As humans got larger and, crucially, smarter, it’s likely that more and more predators stopped viewing them as prey. That said, we shouldn’t get too complacent; even today there are animals that, if hungry enough, will target humans, such as tigers, polar bears, and crocodiles.

The time nearly everything died

Known fittingly as the ‘Great Dying’, the End-Permian mass extinction is the third of Earth’s ‘Big Five’ and – in terms of how many species were wiped out as a result – the most destructive. This era-defining event almost ended life on Earth entirely and by some estimations may have consigned as many as 90% of species to extinction!

The impacts of this event were destructive on land, but they were truly cataclysmic in the oceans where entire ecosystems collapsed, never to be seen again. Some of the most diverse groups in preceding periods, such as eurypterids, trilobites, and blastoids, were completely eradicated during this event. Others lost more than 95% of their species (e.g. brachiopods, crinoids, and ammonites) and only narrowly made it through to the following period, the Triassic.

The ‘Great Dying’ is widely considered to have been caused by the eruption of a huge volcanic system that lay under what is now Siberia, Russia. This eruption released huge amounts of greenhouse gases into the atmosphere, which elevated global temperatures and acidified the planet’s oceans. This injection of greenhouse gases raised levels of CO₂ in the atmosphere from 400 ppm to 2,500 ppm.
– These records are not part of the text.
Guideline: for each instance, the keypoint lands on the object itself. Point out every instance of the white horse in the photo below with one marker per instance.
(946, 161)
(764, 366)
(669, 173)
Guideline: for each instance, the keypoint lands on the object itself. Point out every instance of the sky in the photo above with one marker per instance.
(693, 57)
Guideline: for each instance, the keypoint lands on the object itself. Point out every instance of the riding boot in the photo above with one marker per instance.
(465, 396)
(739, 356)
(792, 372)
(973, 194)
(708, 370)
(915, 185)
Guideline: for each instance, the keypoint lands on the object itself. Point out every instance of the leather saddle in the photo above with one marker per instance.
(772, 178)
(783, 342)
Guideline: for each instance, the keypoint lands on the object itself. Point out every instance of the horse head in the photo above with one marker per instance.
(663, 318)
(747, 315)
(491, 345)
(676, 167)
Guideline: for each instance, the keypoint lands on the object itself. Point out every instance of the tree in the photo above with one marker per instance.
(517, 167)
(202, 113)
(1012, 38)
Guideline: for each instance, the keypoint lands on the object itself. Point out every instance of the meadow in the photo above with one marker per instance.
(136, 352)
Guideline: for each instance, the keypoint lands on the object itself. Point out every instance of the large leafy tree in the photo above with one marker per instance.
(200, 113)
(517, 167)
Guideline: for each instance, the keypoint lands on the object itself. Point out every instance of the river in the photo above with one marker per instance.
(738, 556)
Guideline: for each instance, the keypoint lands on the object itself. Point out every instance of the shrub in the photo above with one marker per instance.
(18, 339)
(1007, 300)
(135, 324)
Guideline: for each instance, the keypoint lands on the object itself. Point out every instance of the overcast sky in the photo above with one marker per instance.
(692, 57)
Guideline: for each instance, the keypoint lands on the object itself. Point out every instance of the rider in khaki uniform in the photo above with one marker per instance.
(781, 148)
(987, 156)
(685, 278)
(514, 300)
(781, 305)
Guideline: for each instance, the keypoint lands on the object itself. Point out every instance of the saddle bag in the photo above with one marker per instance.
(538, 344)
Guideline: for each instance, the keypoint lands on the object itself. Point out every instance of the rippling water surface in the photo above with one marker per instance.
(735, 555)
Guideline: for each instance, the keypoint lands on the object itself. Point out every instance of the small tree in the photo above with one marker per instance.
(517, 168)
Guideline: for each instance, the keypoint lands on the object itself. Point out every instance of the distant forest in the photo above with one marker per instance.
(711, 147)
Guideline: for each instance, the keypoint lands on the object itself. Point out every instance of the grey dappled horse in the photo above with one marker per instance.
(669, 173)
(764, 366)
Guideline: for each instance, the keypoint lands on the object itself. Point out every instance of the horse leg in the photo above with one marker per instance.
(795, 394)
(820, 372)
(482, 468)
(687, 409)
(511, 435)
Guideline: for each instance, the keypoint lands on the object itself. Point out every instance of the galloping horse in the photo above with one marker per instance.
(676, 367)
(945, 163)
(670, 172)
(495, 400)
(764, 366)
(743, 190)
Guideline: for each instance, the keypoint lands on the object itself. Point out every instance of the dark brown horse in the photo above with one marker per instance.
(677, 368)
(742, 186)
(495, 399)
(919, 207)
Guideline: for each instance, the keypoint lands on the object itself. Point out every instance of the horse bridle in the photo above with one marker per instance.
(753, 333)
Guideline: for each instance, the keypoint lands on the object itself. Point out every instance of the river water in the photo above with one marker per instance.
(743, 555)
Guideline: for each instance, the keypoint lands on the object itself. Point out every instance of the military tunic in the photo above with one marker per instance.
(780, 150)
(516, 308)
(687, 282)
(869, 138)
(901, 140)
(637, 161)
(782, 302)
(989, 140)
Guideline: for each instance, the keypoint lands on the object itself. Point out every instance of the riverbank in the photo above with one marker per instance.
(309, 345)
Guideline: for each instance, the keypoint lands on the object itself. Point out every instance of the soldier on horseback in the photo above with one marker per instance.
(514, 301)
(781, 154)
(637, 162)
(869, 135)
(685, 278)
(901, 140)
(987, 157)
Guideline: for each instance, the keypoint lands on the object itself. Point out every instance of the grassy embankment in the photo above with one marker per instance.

To put that into perspective, current CO₂ levels measure ~430 ppm.

The ‘Great Dying’ didn’t happen overnight like the extinction event that claimed the lives of the dinosaurs; instead it lasted for nearly 50,000 years and may have taken place in several distinct pulses. Staying alive during this time would have been particularly difficult, though it wasn’t impossible and our existence today is proof that some resilient animals made it through.